Harinder Singh Khalsa was born in 1947, in Ludhiana, British India. His father Gopal Singh Khalsa belongs to Ramdasia Sikh who was an Akali Dal politician and served as the Chief Parliament Secretary of Punjab assembly in 1937, and was elected to the Punjab Legislative Assembly in 1952, serving as the leader of opposition. Harinder Singh obtained an M.A. (English) degree from the Government College, Ludhiana. He married Satwant Kaur on 8 February 1976. The couple has three sons.

== Pre-political career ==

Harinder Singh Khalsa started his career as an English lecturer at the G.G.N. Khalsa College, in Ludhiana. During his academic career (1964-1974), he published two textbooks: A Manual of General English and Social Science. In May 1974, he joined the Punjab Civil Service. In July 1974, he joined the Indian Foreign Service (IFS) and worked as a Second Secretary in Jakarta. Later, he served as a First Secretary in Bangkok and Norway.

In June 1984, while posted in Norway, he resigned in protest against the Operation Blue Star. As the Congress government filed some cases against him, he decided to stay in Norway, running a small eating joint and working as a postman in Norway. He returned to India in 1990, after being assured that the cases against him would be dropped.
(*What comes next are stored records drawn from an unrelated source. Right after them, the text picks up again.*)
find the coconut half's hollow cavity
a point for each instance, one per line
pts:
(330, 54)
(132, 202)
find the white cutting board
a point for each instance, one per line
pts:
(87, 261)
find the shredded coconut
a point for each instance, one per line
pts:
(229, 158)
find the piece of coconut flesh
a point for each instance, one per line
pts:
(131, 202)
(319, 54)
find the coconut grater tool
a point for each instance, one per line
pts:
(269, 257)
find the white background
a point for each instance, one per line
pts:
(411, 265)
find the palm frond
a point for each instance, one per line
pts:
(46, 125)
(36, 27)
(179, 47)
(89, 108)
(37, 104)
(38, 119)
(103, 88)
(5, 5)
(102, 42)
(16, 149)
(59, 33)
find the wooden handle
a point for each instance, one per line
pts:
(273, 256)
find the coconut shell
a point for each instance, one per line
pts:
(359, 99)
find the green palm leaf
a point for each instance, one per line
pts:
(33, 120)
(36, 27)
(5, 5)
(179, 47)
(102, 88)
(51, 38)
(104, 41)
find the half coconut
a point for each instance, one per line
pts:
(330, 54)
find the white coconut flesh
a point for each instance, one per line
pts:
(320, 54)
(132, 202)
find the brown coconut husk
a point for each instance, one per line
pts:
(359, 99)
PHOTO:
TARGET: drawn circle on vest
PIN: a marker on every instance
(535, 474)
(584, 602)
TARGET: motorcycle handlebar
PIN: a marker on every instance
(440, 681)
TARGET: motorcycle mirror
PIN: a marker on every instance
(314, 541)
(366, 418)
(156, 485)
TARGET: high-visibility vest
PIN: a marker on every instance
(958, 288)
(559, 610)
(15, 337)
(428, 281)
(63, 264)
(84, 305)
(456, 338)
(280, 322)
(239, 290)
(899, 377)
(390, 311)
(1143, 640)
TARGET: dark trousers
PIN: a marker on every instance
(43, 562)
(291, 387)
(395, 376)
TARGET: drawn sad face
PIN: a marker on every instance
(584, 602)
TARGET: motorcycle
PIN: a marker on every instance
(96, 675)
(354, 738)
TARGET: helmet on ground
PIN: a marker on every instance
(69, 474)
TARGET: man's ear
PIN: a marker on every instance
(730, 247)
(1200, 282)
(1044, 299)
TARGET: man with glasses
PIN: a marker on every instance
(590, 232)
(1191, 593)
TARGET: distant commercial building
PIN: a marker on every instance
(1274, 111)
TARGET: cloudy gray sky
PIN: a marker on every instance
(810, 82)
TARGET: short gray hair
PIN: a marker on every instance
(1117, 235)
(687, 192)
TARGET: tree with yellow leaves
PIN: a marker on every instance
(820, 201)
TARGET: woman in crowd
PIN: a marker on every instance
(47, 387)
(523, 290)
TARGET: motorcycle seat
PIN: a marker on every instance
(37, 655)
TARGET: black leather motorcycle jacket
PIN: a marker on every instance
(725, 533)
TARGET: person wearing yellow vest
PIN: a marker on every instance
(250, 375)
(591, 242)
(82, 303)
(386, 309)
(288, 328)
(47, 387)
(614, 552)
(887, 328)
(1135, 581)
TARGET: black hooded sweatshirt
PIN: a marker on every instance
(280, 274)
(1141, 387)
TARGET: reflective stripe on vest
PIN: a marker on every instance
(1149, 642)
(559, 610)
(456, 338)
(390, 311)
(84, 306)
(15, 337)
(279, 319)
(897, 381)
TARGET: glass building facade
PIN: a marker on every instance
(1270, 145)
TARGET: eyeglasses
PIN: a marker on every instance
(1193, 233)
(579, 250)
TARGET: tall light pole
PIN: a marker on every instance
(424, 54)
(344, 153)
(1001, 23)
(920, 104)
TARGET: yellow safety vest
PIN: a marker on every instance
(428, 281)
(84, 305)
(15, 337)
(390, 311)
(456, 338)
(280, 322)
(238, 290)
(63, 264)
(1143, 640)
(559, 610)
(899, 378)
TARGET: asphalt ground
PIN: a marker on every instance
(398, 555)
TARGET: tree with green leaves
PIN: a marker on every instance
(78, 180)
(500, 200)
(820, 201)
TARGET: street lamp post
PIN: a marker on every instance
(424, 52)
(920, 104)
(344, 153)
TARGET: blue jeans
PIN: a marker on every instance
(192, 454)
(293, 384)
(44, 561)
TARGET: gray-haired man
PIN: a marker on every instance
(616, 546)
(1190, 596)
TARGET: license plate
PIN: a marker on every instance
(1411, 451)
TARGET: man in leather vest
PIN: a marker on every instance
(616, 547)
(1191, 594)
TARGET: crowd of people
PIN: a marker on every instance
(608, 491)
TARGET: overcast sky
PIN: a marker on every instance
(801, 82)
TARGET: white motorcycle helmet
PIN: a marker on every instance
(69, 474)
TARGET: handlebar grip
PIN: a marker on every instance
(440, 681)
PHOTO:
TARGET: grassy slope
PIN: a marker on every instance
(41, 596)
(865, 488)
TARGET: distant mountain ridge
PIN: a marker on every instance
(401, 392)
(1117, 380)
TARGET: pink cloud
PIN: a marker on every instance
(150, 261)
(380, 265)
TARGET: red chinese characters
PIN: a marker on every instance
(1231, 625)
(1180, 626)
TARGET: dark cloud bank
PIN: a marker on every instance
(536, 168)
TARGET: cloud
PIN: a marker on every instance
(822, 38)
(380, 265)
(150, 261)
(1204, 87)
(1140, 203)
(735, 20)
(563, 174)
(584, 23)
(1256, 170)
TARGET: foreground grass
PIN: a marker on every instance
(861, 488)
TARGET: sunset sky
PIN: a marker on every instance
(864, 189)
During 1990-91, he served as the Chairman of Punjab Human Rights Organization, an NGO that highlighted the excesses committed by the state government during the anti-insurgency operations. During 1991-03, he served as a secretary of the Shiromani Gurdwara Prabhandak Committee (SGPC).

== Shiromani Akali Dal ==

Harinder Singh joined Shiromani Akali Dal, and was elected as an MP from Bathinda in 1996, winning by a margin of 92,229 votes. He was a member of the third National Commission for SC/ST under the Atal Bihari Vajpayee government.

== Aam Aadmi Party ==

In 2014, Harinder Singh joined the Aam Aadmi Party, and contested the 2014 Lok Sabha elections from Fatehgarh Sahib. He won by a margin of 54,144 votes. On 29 August 2015, he was suspended from AAP due to anti-party activities. He has denied any involvement in any such activities.

==Bharatiya Janata Party ==
On 28 March 2019 he joined Bharatiya Janata Party in the presence of Arun Jaitley.